本申请实施的第三方面提供了一种最小化路测技术MDT配置方法,包括:该基站获取MDT配置信息,该MDT配置信息中包括功率余量测量配置;该基站根据该MDT配置信息向UE发送MDT测量配置消息,该MDT测量配置消息中包括该功率余量测量配置;该基站接收UE上报的功率余量信息,该UE与该主基站和该辅基站双连接;该基站获取该UE的主基站和辅基站的小区索引与物理小区标识PCI或小区全局标识CGI之间的对应关系;该基站向该TCE发送该功率余量信息和该对应关系。
本申请实施例提供的MDT配置方法,由于主基站可以获取辅基站的小区索引与物理小区标识PCI或小区全局标识CGI之间的对应关系,将功率余量信息和该对应关系上报,使得TCE可以将功率余量信息与小区对应进行分析。
本申请实施例第四方面提供了一种用于MDT测量的装置,其特征在于,包括:接收单元,用于接收核心网或操作管理维护网管OAM发送的MDT配置信息,该MDT配置信息中包含第一波束beam配置信息;发送单元,用于根据该MDT配置信息向UE发送MDT测量配置消息,该MDT测量配置消息中包括第二beam配置信息,该第二beam配置信息和该第一beam配置信息相同,或者,该第二beam配置信息是对该第一beam配置信息处理后得到的配置信息。
在第四方面的一种可能的实现方式中,该接收单元还用于:接收该UE发送的MDT测量结果,该MDT测量结果根据该第二beam配置信息进行测量得到;该基站向跟踪收集实体TCE发送该MDT测量结果。
在第四方面的一种可能的实现方式中,该装置还包括:触发单元,用于触发该UE上报主基站和辅基站的信号质量测量结果,该UE与该主基站和该辅基站双连接。
在第四方面的一种可能的实现方式中,该发送单元还用于:将该主基站和该辅基站的信号质量测量结果上报跟踪收集实体TCE。
在第四方面的一种可能的实现方式中,该装置还包括:指示单元,用于指示该UE的辅基站下发周期测量或A2事件测量,该UE与主基站和该辅基站双连接;该接收单元具体用于接收该辅基站发送的信号质量测量结果;该发送时单元具体用于将该信号质量测量结果上报TCE。

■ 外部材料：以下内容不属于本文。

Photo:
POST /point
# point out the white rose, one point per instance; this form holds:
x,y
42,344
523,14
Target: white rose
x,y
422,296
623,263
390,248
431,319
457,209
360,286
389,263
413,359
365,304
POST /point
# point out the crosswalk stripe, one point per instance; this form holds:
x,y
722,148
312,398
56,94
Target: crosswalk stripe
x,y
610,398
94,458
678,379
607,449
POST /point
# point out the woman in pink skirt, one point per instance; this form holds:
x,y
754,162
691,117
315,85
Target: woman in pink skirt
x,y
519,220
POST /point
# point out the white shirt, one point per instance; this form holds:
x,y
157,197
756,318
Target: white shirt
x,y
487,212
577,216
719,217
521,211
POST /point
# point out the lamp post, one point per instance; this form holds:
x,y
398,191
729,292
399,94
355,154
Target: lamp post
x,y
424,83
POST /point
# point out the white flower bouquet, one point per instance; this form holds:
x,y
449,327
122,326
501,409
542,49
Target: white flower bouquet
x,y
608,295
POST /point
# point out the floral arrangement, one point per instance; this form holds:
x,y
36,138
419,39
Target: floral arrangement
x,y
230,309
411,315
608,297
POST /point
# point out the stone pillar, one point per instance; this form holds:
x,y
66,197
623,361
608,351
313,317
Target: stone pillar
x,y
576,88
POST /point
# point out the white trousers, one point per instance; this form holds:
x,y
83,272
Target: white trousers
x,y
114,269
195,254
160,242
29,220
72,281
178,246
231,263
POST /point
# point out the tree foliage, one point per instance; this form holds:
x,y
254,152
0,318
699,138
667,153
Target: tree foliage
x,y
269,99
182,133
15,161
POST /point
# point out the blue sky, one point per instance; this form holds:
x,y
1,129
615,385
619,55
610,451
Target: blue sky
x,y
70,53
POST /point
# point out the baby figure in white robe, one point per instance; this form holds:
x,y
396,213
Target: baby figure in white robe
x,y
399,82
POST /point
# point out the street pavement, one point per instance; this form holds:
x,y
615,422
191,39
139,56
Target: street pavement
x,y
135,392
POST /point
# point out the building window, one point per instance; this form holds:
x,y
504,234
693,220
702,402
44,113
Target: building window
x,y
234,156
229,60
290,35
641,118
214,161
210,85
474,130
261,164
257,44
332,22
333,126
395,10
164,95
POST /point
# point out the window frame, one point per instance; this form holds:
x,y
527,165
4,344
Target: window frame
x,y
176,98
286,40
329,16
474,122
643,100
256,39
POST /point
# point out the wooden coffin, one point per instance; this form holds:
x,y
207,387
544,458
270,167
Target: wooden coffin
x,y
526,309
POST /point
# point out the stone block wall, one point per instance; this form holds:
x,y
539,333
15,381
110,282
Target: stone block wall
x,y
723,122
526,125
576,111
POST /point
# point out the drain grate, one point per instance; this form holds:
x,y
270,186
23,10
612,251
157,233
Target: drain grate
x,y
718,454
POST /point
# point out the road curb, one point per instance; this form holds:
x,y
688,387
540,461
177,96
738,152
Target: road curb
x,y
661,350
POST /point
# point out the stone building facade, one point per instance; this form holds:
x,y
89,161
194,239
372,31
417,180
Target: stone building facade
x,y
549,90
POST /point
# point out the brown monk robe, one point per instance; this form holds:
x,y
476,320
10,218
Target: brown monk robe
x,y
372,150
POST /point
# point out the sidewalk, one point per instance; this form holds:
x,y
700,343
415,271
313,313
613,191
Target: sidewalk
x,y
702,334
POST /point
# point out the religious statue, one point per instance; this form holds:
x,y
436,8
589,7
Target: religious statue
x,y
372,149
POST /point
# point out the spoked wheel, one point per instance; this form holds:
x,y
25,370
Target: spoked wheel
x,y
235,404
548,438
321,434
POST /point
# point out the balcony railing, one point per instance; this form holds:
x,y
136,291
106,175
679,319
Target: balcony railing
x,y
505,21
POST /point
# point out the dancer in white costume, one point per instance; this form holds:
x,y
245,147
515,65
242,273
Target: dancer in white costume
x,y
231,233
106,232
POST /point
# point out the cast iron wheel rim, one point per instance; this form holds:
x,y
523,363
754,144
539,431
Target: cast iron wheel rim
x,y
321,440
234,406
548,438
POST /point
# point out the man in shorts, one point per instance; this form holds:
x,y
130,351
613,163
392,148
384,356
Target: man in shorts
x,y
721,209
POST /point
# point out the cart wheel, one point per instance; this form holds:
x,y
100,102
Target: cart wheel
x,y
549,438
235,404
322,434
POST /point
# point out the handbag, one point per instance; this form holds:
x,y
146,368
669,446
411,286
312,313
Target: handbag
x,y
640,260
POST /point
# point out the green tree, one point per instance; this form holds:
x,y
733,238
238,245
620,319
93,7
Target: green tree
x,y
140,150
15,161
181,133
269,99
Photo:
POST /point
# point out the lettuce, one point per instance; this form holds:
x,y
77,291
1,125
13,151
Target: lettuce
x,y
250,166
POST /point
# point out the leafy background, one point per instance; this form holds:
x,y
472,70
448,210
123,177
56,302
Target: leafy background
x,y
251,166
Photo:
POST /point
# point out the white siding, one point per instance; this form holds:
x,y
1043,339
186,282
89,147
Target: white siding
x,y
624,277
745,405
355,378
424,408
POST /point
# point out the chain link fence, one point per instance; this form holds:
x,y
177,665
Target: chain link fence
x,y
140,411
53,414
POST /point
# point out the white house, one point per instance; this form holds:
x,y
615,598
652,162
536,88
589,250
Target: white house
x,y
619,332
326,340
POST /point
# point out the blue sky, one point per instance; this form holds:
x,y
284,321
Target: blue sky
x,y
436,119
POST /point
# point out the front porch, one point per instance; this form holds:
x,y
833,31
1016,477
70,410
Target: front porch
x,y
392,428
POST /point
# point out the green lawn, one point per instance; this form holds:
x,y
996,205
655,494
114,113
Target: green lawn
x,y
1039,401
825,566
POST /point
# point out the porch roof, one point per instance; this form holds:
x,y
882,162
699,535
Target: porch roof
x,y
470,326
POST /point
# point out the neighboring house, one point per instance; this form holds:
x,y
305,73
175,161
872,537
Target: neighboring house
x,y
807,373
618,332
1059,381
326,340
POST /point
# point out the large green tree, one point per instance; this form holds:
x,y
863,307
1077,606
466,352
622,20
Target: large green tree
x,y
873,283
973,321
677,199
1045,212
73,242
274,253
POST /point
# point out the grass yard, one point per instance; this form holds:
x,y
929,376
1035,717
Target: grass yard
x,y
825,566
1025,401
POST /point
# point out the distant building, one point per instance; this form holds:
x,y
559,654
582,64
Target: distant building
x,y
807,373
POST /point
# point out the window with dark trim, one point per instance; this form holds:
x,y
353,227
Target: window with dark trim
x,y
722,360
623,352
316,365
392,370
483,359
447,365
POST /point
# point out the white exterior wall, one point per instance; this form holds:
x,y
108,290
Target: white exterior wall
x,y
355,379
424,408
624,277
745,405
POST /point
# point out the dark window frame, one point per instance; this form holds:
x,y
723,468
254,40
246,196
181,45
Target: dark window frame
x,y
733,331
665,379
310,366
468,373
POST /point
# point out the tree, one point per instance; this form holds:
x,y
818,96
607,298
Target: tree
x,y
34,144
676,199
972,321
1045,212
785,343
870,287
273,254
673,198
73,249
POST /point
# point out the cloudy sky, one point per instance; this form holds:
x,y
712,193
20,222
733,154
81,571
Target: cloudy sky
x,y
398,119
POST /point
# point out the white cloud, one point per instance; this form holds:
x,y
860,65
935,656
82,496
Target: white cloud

本申请实施例第四方面提供了一种用于MDT测量的装置,其特征在于,包括:处理器和存储器,该处理器与存储器耦合;存储器,用于存储指令;处理器,用于执行该指令,使得该装置执行上述第一方面至第三方面及其各实现方式中的方法。
本申请实施例第五方面提供了一种计算机程序产品,该计算机程序产品包括指令,当该指令在计算机上运行时,使得该计算机执行上述第一方面至第三方面及其各实现方式中的方法。
本申请实施例第六方面提供了一种计算机可读储存介质,该计算机可读存储介质存储指令,当该指令在计算机上运行时,前述本申请实施例第一方面至第三方面提供的各实施方式的方法。
本申请实施例第七方面提供了一种基站,用于执行前述本申请实施例第一方面至第三方面提供的各实施方式的方法。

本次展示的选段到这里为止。